Coordinating the cytoskeleton and endocytosis for regulated plasma membrane growth in the early Drosophila embryo.

Plasma membrane organization is under the control of cytoskeletal networks and endocytic mechanisms, and a growing literature is showing how closely these influences are interconnected. Here, we review how plasma membranes are formed around individual nuclei of the syncytial Drosophila embryo. Specifically, we outline the pathways that promote and maintain the growth of pseudocleavage and cellularization furrows, as well as specific pathways that keep furrow growth in check. This system has become important for studies of actin regulators, such as Rho1, Diaphanous, non-muscle myosin II and Arp2/3, and endocytic regulators, such as a cytohesin Arf-GEF (Steppke), clathrin, Amphiphysin and dynamin. More generally, it provides a model for understanding how cytoskeletal-endocytic cross-talk regulates the assembly of a cell.
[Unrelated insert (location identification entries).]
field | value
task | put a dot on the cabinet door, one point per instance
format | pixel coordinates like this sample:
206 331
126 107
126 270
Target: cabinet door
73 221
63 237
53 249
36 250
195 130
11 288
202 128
Germ Cell Segregation from the Drosophila Soma Is Controlled by an Inhibitory Threshold Set by the Arf-GEF Steppke

Germline cells segregate from the soma to maintain their totipotency, but the cellular mechanisms of this segregation are unclear. The Drosophila melanogaster embryo forms a posterior group of primordial germline cells (PGCs) by their division from the syncytial soma. Extended plasma membrane furrows enclose the PGCs in response to the germ plasm protein Germ cell-less (Gcl) and Rho1–actomyosin activity. Recently, we found that loss of the Arf-GEF Steppke (Step) leads to similar Rho1-dependent plasma membrane extensions but from pseudocleavage furrows of the soma. Here, we report that the loss of step also leads to premature formation of a large cell group at the anterior pole of the embryo . These anterior cells lacked germ plasm, but budded and formed at the same time as posterior PGCs, and then divided asynchronously as PGCs also do. With genetic analyses we found that Step normally activates Arf small G proteins and antagonizes Rho1–actomyosin pathways to inhibit anterior cell formation. A uniform distribution of step mRNA around the one-cell embryo cortex suggested that Step restricts cell formation through a global control mechanism. Thus, we examined the effect of Step on PGC formation at the posterior pole. Reducing Gcl or Rho1 levels decreased PGC numbers, but additional step RNAi restored their numbers. Reciprocally, GFP–Step overexpression induced dosage- and Arf-GEF-dependent loss of PGCs, an effect worsened by reducing Gcl or actomyosin pathway activity. We propose that a global distribution of Step normally sets an inhibitory threshold for Rho1 activity to restrict early cell formation to the posterior.